Updated

A federal appeals court on Friday put the brakes on a first-of-its-kind California law that bans therapy aimed at turning gay minors straight.

A three-judge panel of the 9th U.S. Circuit Court of Appeals issued an emergency order putting the law on hold until the court can hear full arguments on the measure's constitutionality. The law was set to take effect Jan. 1.

Licensed counselors who practice so-called "reparative therapy" and two families who say their teenage sons have benefited from it sought the injunction after a lower court judge refused the request.

The law, which was passed by the Legislature and signed by Gov. Jerry Brown this fall, states that therapists and counselors who use "sexual orientation change efforts" on clients under 18 would be engaging in unprofessional conduct and subject to discipline by state licensing boards.

The appeals court's order prevents the state from enforcing the law, SB1172, while a different three-judge panel considers if the measure violates the First Amendment rights of therapists and parents.

Liberty Counsel President Mathew Staver, whose Christian legal aide group is representing reparative therapy practitioners and recipients in a lawsuit seeking to overturn the law, applauded the court's decision to grant his request to delay its implementation.

"This law is politically motivated to interfere with counselors and clients. Liberty Counsel is thankful that the 9th Circuit blocked the law from going into effect," Staver said. "This law is an astounding overreach by the government into the realm of counseling and would have caused irreparable harm."

Backers of the ban say the state is obligated to outlaw reparative therapy because the practice puts young people at risk and has been rejected by every mainstream mental health association.

After signing SB1172, the governor called the therapies it would outlaw "quackery" that "have no basis in science or medicine."

Shannon Minter, legal director for the National Center for Lesbian Rights, which helped fight for the law's passage, said the measure's supporters shouldn't read too much into Friday's order.

"It's disappointing because there shouldn't even be a temporary delay of this law, but this is completely irrelevant to the final outcome," Minter said.

The brief order issued Friday did not explain the panel's thinking. The 9th Circuit has requested briefs on the case's broader constitutional issues but has not scheduled arguments.

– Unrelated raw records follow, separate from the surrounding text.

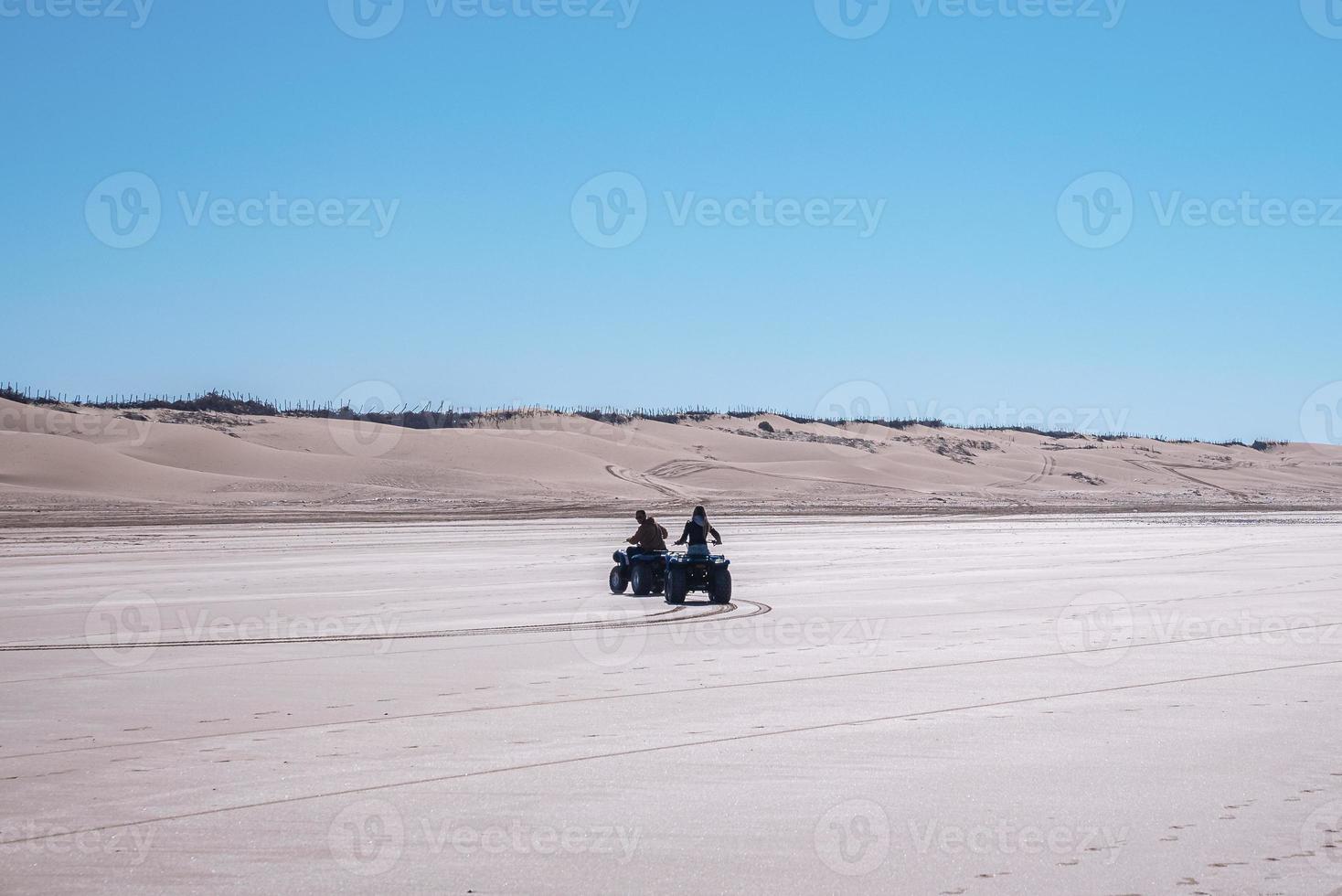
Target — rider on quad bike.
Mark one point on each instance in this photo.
(697, 531)
(650, 537)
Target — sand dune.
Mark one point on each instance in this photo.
(83, 462)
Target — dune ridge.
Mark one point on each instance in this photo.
(74, 462)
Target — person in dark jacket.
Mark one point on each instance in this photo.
(698, 530)
(650, 536)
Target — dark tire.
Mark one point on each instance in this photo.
(642, 580)
(676, 586)
(721, 591)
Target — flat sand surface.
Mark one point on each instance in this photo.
(1012, 704)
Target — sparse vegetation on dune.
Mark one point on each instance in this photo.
(447, 417)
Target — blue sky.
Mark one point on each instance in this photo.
(965, 123)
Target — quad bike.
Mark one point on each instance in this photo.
(645, 571)
(693, 571)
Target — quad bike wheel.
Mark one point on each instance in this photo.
(642, 579)
(721, 588)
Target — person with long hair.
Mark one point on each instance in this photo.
(697, 533)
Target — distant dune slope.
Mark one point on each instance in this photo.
(93, 462)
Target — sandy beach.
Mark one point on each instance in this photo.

"California was correct to outlaw this unsound and harmful practice, and the attorney general will vigorously defend this law," said Lynda Gledhill, press secretary to Attorney General Kamala Harris.

Earlier this month, two federal trial judges in California arrived at opposite conclusions on whether the law violates the Constitution.

On Dec. 4, U.S. District Judge Kimberly Mueller refused to block the law after concluding that the plaintiffs represented by Staver were unlikely to prove the ban on "conversion" therapy unfairly tramples on their civil rights and should therefore be overturned.

The opponents argued the law would make them liable for discipline if they merely recommended the therapy to patients or discuss it with them. Mueller said they didn't demonstrate that they were likely to win, so she wouldn't block the law.

Mueller's decision came half a day after U.S. District Judge William Shubb handed down a somewhat competing ruling in a separate lawsuit filed by a psychiatrist, a licensed counselor and a former patient who is studying to practice gay conversion therapy.

Shubb said he found the First Amendment issues presented by the ban to be compelling. He ordered the state to temporarily exempt the three people named in the case before him.